Whispers in the Desert: The Unfinished Story of a Woman in Exile

6 Min Read

Narrator: Anonymous
Edited and Compiled by: Hamia Naderi

I had spent good days at the Ministry of Education. The hand that slid over the papers in the office and the sentences I wrote in my own large handwriting gave me a sense of worth. At that time, my mother (Kulthum) was not well in Kabul, and I had seen her name on the list of heart patients at the hospital. My life flowed between the office room in Kabul and my mother’s sickbed at home — and I drew love from both.

But when the day of Kabul’s fall came, everything changed. Women like me, who had been sitting behind government desks, were suddenly sent back to our homes. They said no female employee would be allowed to work until further notice. In the blink of an eye, my world became narrow, and my feminine identity collapsed under the weight of patriarchal decisions.

My mother’s condition worsened by the day, and I knew nothing but to pray and weep. Neighbors said there were doctors in Iran who treated patients well, but I had already heard the cries of Afghan people many times. On the nights I tucked the blanket around my mother and wiped away my tears, I decided to embark on a long journey with her to find a good doctor in Iran. My heart was restless, but my mother needed me more than ever.

In the cold winter air at the border, my mother and I walked with a load of hope and fear. I understood Persian, but the people’s accents were strange to my mother. Iran was a beautiful country, but its laws and its climate were not kind to us.

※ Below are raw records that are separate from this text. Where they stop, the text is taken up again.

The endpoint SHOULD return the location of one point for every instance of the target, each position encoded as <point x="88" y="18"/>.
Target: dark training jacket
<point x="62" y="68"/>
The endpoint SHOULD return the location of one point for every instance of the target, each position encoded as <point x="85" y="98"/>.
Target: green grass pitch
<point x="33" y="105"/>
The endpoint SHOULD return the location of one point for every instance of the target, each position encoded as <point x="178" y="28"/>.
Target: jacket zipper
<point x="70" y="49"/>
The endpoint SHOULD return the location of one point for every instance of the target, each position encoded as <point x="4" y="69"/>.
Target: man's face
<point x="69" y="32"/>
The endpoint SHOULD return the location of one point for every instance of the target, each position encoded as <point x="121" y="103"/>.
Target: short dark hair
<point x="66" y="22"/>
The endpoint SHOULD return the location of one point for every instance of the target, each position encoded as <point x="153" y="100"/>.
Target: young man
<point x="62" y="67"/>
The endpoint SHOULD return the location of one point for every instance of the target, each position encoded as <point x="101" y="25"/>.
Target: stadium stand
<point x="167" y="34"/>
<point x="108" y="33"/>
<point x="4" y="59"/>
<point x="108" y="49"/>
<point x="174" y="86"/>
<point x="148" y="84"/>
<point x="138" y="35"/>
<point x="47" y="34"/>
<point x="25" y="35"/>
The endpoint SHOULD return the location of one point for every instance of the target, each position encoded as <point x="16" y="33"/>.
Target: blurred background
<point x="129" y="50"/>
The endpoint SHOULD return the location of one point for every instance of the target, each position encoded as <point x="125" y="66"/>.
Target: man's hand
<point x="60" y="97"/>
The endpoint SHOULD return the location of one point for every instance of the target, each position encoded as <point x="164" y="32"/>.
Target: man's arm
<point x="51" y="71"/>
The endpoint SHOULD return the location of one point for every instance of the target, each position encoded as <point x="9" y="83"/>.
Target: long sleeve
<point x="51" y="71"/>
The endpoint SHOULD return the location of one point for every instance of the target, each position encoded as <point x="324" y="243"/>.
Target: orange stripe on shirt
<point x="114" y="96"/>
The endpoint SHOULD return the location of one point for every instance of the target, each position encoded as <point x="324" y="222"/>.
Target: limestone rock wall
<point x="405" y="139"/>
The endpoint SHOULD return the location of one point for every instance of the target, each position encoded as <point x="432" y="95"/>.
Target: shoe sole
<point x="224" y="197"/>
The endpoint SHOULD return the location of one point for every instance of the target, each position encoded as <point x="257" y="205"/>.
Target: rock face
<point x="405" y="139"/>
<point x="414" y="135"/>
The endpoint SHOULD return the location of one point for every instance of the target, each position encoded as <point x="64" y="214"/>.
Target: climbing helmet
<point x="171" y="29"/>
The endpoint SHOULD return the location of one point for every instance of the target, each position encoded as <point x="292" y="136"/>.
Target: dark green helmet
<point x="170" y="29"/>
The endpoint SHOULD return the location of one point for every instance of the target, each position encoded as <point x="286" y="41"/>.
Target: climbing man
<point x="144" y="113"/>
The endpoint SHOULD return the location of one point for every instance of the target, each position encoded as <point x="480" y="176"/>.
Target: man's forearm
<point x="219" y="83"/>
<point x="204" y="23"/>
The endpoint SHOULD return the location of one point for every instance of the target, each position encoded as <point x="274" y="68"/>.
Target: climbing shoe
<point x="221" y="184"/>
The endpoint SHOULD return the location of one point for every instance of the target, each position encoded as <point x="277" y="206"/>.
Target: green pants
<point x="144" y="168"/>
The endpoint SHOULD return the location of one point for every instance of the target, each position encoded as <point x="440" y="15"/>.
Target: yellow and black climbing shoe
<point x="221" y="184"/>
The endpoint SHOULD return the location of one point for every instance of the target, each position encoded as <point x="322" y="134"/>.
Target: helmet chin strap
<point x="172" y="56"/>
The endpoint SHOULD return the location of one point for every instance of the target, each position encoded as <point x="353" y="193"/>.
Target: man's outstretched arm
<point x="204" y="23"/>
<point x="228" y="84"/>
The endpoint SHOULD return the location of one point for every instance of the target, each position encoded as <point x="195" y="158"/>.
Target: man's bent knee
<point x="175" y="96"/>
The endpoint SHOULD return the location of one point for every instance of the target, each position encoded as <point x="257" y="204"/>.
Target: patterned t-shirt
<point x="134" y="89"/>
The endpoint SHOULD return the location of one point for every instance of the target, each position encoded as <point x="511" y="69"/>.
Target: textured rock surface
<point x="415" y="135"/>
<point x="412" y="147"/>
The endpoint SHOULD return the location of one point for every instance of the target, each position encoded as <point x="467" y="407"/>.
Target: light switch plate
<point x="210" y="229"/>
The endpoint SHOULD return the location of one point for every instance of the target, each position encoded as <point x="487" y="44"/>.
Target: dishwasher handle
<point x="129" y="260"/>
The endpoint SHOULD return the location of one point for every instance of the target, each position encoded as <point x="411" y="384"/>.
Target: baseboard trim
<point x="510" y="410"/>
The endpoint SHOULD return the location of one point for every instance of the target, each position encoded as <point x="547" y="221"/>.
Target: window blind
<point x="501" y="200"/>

My mother cried from the pain during her treatment, and I was lost in the crowd of Tehranexhausted from not being able to ease her wounds.

I found work; it was little, hard, and invisible. Like most Afghan women, I turned to grueling jobs: making tea in a textile factory and cleaning a house at night to cover my mother’s hospital bills. My feet turned red and blistered, my hands covered in black tea stains, yet no one said “thank you” — as if our work didn’t even exist in the eyes of the officials. Despite all the hardships, I prayed constantly for my mother to live to see a day of healing. But the end of our story was heartbreaking.

My mother took her final breaths in a Tehran hospital. I sat by her bed, holding her trembling hands. My tears could no longer find their way to her eyes, and I felt her strange presence moment by moment. I softly called her name and told her, “Be patient,” but her pain was crushing me. After years of struggle, my mother quietly collapsed; she was the hero of my life, but in the eyes of a world that once spoke of justice and then turned a blind eye to our suffering, even her breathing went unnoticed.

After my mother’s death, I was left alone — a crumpled shadow among a mass of migrants. I stayed in a small rented house, worried each day about the next deportation. One dawn, officers with harsh faces knocked on our door and took us one by one into a minibus. I tried to reason with them, to speak, but no door to dialogue opened, and no one responded. In silence, I returned to Afghanistan with the others.

But Afghanistan was no longer the warm, familiar land it used to be. When they dropped me off at the city gate in a truck, silence took the place of any welcome. Inside, I kept asking myself: “What is my name when no one remembers me? Where is the place of a female employee when her worth is unseen?” Those grand human rights organizations that always spoke of peace and justice had sold their honor in practice, and I heard no voice from anywhere saying, “We understand the pain of a suffering refugee.”

I was no longer an employee; just the name of a woman who knew there was no place for her. All the women of my homeland stared at a dark, closed horizon. Forced confinement at home was not even supported by the men’s voices anymore. But still, there is a voice within me — a voice that whispers in the desert of loneliness with a sip of hope: “You are not finished yet.” I have not determined the end of my story, but I know that just believing I can continue is proof of a seed that will one day sprout in my heart.